Finding longest consecutive joins in JavaScript

We are required to write a JavaScript function that takes in an array of pairs of numbers, arr, as the first and the only argument. In every pair, the first number is always smaller than the second number.

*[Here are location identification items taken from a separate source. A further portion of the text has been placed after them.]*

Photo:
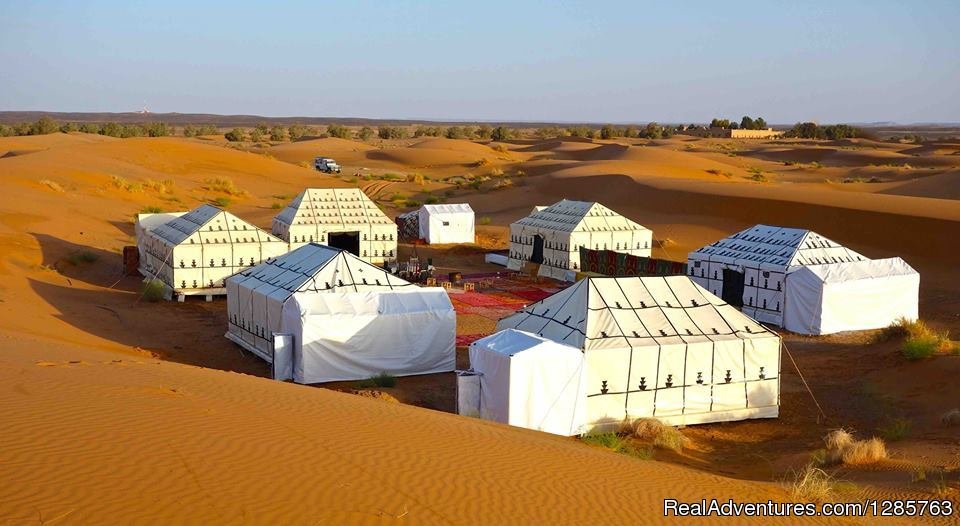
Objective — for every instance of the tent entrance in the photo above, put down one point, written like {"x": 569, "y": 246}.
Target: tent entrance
{"x": 537, "y": 255}
{"x": 349, "y": 241}
{"x": 732, "y": 287}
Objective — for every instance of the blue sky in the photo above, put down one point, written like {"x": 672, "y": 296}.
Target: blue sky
{"x": 836, "y": 61}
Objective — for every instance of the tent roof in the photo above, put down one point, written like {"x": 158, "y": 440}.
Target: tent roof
{"x": 786, "y": 247}
{"x": 319, "y": 268}
{"x": 332, "y": 207}
{"x": 857, "y": 270}
{"x": 452, "y": 208}
{"x": 618, "y": 312}
{"x": 209, "y": 224}
{"x": 578, "y": 216}
{"x": 511, "y": 341}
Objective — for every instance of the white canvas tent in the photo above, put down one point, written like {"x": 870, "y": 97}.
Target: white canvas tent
{"x": 825, "y": 299}
{"x": 660, "y": 347}
{"x": 193, "y": 252}
{"x": 529, "y": 381}
{"x": 552, "y": 237}
{"x": 750, "y": 270}
{"x": 341, "y": 218}
{"x": 447, "y": 223}
{"x": 346, "y": 319}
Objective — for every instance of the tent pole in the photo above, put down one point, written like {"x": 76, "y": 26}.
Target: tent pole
{"x": 821, "y": 414}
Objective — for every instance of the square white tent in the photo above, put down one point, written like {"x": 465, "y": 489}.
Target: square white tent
{"x": 447, "y": 223}
{"x": 342, "y": 218}
{"x": 527, "y": 381}
{"x": 194, "y": 252}
{"x": 320, "y": 314}
{"x": 824, "y": 299}
{"x": 553, "y": 236}
{"x": 752, "y": 270}
{"x": 660, "y": 347}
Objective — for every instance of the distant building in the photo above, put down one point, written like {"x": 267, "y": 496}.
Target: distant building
{"x": 728, "y": 133}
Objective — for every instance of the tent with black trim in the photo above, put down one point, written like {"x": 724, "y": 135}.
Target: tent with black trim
{"x": 340, "y": 318}
{"x": 805, "y": 282}
{"x": 194, "y": 252}
{"x": 342, "y": 218}
{"x": 659, "y": 347}
{"x": 552, "y": 237}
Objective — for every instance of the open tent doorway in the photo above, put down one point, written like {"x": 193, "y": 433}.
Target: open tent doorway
{"x": 537, "y": 255}
{"x": 732, "y": 287}
{"x": 349, "y": 241}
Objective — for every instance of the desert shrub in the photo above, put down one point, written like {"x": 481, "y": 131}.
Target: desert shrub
{"x": 153, "y": 290}
{"x": 617, "y": 444}
{"x": 44, "y": 126}
{"x": 365, "y": 133}
{"x": 278, "y": 133}
{"x": 81, "y": 256}
{"x": 895, "y": 429}
{"x": 224, "y": 185}
{"x": 415, "y": 178}
{"x": 500, "y": 134}
{"x": 381, "y": 380}
{"x": 296, "y": 131}
{"x": 662, "y": 436}
{"x": 53, "y": 185}
{"x": 842, "y": 447}
{"x": 339, "y": 131}
{"x": 392, "y": 132}
{"x": 811, "y": 483}
{"x": 235, "y": 135}
{"x": 951, "y": 418}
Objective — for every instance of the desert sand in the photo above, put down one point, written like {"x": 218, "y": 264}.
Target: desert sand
{"x": 118, "y": 410}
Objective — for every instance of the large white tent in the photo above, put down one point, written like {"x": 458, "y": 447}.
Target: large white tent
{"x": 753, "y": 270}
{"x": 552, "y": 237}
{"x": 193, "y": 252}
{"x": 660, "y": 347}
{"x": 528, "y": 381}
{"x": 341, "y": 218}
{"x": 341, "y": 318}
{"x": 447, "y": 223}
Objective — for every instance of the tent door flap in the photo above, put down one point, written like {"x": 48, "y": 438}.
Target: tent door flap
{"x": 732, "y": 292}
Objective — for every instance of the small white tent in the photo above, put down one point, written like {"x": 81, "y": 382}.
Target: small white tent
{"x": 193, "y": 252}
{"x": 447, "y": 223}
{"x": 553, "y": 236}
{"x": 529, "y": 381}
{"x": 348, "y": 318}
{"x": 660, "y": 347}
{"x": 751, "y": 269}
{"x": 342, "y": 218}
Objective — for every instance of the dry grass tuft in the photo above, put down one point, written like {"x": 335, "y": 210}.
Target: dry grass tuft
{"x": 811, "y": 483}
{"x": 843, "y": 448}
{"x": 662, "y": 436}
{"x": 53, "y": 185}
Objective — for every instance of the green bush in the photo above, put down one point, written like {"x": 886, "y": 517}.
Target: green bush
{"x": 153, "y": 290}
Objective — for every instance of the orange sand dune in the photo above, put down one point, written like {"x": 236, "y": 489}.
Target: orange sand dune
{"x": 96, "y": 437}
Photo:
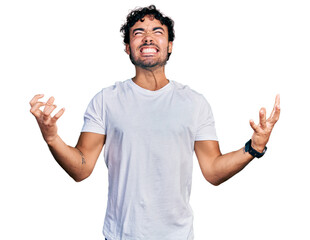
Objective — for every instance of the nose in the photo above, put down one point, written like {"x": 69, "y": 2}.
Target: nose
{"x": 147, "y": 38}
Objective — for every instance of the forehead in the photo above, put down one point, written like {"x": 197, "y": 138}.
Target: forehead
{"x": 149, "y": 22}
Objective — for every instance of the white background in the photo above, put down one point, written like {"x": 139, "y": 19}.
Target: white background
{"x": 239, "y": 54}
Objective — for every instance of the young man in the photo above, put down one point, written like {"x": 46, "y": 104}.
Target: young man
{"x": 150, "y": 127}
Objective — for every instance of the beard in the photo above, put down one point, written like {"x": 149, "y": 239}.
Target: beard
{"x": 149, "y": 63}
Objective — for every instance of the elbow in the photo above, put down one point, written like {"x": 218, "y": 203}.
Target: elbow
{"x": 215, "y": 180}
{"x": 80, "y": 177}
{"x": 215, "y": 183}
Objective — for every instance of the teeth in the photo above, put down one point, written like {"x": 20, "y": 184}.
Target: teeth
{"x": 149, "y": 50}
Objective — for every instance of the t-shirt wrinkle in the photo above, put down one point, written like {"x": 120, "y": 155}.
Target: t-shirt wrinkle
{"x": 148, "y": 151}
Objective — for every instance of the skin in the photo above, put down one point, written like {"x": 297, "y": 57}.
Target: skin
{"x": 79, "y": 161}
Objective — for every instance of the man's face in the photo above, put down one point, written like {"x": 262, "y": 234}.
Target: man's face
{"x": 148, "y": 45}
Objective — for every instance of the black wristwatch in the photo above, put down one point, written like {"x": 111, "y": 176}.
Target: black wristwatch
{"x": 252, "y": 151}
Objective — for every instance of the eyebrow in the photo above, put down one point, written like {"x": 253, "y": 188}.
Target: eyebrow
{"x": 142, "y": 29}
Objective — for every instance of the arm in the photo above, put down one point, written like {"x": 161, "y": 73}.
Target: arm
{"x": 216, "y": 167}
{"x": 77, "y": 161}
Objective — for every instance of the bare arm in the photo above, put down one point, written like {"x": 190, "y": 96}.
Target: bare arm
{"x": 216, "y": 167}
{"x": 77, "y": 161}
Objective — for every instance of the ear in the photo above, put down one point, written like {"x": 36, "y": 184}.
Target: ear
{"x": 170, "y": 47}
{"x": 127, "y": 49}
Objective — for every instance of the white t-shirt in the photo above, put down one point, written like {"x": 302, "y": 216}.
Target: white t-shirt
{"x": 148, "y": 151}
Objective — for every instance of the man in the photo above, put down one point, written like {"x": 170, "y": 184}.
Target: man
{"x": 150, "y": 127}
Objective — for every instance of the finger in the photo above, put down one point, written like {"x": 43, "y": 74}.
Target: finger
{"x": 262, "y": 117}
{"x": 254, "y": 126}
{"x": 275, "y": 114}
{"x": 49, "y": 104}
{"x": 58, "y": 115}
{"x": 49, "y": 110}
{"x": 35, "y": 99}
{"x": 35, "y": 109}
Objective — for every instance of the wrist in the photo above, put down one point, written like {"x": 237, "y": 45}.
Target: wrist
{"x": 52, "y": 141}
{"x": 258, "y": 148}
{"x": 254, "y": 152}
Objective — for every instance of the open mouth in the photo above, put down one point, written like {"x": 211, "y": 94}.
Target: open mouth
{"x": 149, "y": 50}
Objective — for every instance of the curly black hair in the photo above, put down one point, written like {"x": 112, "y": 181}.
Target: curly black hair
{"x": 138, "y": 14}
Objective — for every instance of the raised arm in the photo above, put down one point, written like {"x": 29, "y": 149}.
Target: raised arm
{"x": 78, "y": 161}
{"x": 217, "y": 168}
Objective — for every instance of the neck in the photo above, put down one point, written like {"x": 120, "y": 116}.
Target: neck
{"x": 151, "y": 79}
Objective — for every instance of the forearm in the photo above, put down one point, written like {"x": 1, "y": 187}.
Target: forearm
{"x": 69, "y": 158}
{"x": 227, "y": 165}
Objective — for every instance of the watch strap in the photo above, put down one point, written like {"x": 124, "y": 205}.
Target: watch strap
{"x": 252, "y": 151}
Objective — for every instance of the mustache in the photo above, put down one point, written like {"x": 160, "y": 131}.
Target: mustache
{"x": 150, "y": 44}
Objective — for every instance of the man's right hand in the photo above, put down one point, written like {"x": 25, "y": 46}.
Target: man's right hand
{"x": 46, "y": 123}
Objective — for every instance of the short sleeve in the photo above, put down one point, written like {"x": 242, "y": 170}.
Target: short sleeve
{"x": 94, "y": 117}
{"x": 205, "y": 123}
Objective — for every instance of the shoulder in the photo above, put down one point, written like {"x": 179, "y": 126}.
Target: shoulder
{"x": 188, "y": 92}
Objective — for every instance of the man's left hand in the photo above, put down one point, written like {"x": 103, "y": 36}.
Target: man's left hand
{"x": 263, "y": 130}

Now, we define a pair (c, d) that can follow another pair (a, b) if and only if b < c. Chain of pairs can be formed in this fashion. Our function is supposed to find the length longest chain which can be formed.

Problem Example

For example, if the input to the function is:

const arr = [
   [1, 2], [2, 3], [3, 4]
];

Expected Output: 2

Explanation: The longest chain is [1,2] ? [3,4] because 2 < 3, so these pairs can be chained together.

Algorithm Approach

The key insight is to use a greedy approach:

• Sort pairs by their ending values (second element)
• Select pairs that don't overlap with the previously selected pair
• This ensures we get the maximum number of non-overlapping pairs

Solution

const arr = [
   [1, 2], [2, 3], [3, 4]
];

const findLongestChain = (arr = []) => {
   // Sort by ending values (second element of each pair)
   arr.sort(([, b], [, d]) => b - d);
   
   let currentEnd = arr[0][1];
   let count = 1;
   
   for (const [start, end] of arr) {
      if (start > currentEnd) {
         count += 1;
         currentEnd = end;
      }
   }
   
   return count;
}

console.log(findLongestChain(arr));

2

Step-by-Step Breakdown

Let's trace through the algorithm with a more complex example:

const arr2 = [[1, 2], [7, 8], [4, 5], [3, 4], [8, 9]];

const findLongestChain = (arr = []) => {
   console.log("Original array:", arr);
   
   // Sort by ending values
   arr.sort(([, b], [, d]) => b - d);
   console.log("Sorted by end values:", arr);
   
   let currentEnd = arr[0][1];
   let count = 1;
   let chain = [arr[0]];
   
   for (let i = 1; i < arr.length; i++) {
      const [start, end] = arr[i];
      if (start > currentEnd) {
         count += 1;
         currentEnd = end;
         chain.push([start, end]);
         console.log(`Added pair [${start}, ${end}], count: ${count}`);
      }
   }
   
   console.log("Final chain:", chain);
   return count;
}

console.log("Longest chain length:", findLongestChain(arr2));

Original array: [ [ 1, 2 ], [ 7, 8 ], [ 4, 5 ], [ 3, 4 ], [ 8, 9 ] ]
Sorted by end values: [ [ 1, 2 ], [ 3, 4 ], [ 4, 5 ], [ 7, 8 ], [ 8, 9 ] ]
Added pair [3, 4], count: 2
Added pair [7, 8], count: 3
Final chain: [ [ 1, 2 ], [ 3, 4 ], [ 7, 8 ] ]
Longest chain length: 3

How It Works

The algorithm uses a greedy strategy:

1. Sort by end values: This ensures we always consider pairs that finish earliest first
2. Select non-overlapping pairs: A pair [a, b] can be followed by [c, d] only if b < c
3. Maximize count: By choosing pairs that end earliest, we leave maximum room for future pairs

Alternative Example

const testCases = [
   [[1, 2], [2, 3], [3, 4]], // Expected: 2
   [[1, 2], [7, 8], [4, 5]], // Expected: 3
   [[1, 10], [2, 3], [4, 5]], // Expected: 2
];

const findLongestChain = (arr = []) => {
   if (arr.length === 0) return 0;
   
   arr.sort(([, b], [, d]) => b - d);
   let currentEnd = arr[0][1];
   let count = 1;
   
   for (let i = 1; i < arr.length; i++) {
      if (arr[i][0] > currentEnd) {
         count++;
         currentEnd = arr[i][1];
      }
   }
   
   return count;
}

testCases.forEach((test, index) => {
   console.log(`Test ${index + 1}: ${JSON.stringify(test)} ? ${findLongestChain(test)}`);
});

Test 1: [[1,2],[2,3],[3,4]] ? 2
Test 2: [[1,2],[7,8],[4,5]] ? 3
Test 3: [[1,10],[2,3],[4,5]] ? 2

Conclusion

The longest consecutive chain problem is solved efficiently using a greedy algorithm with O(n log n) time complexity. Sort pairs by their ending values and greedily select non-overlapping pairs to maximize the chain length.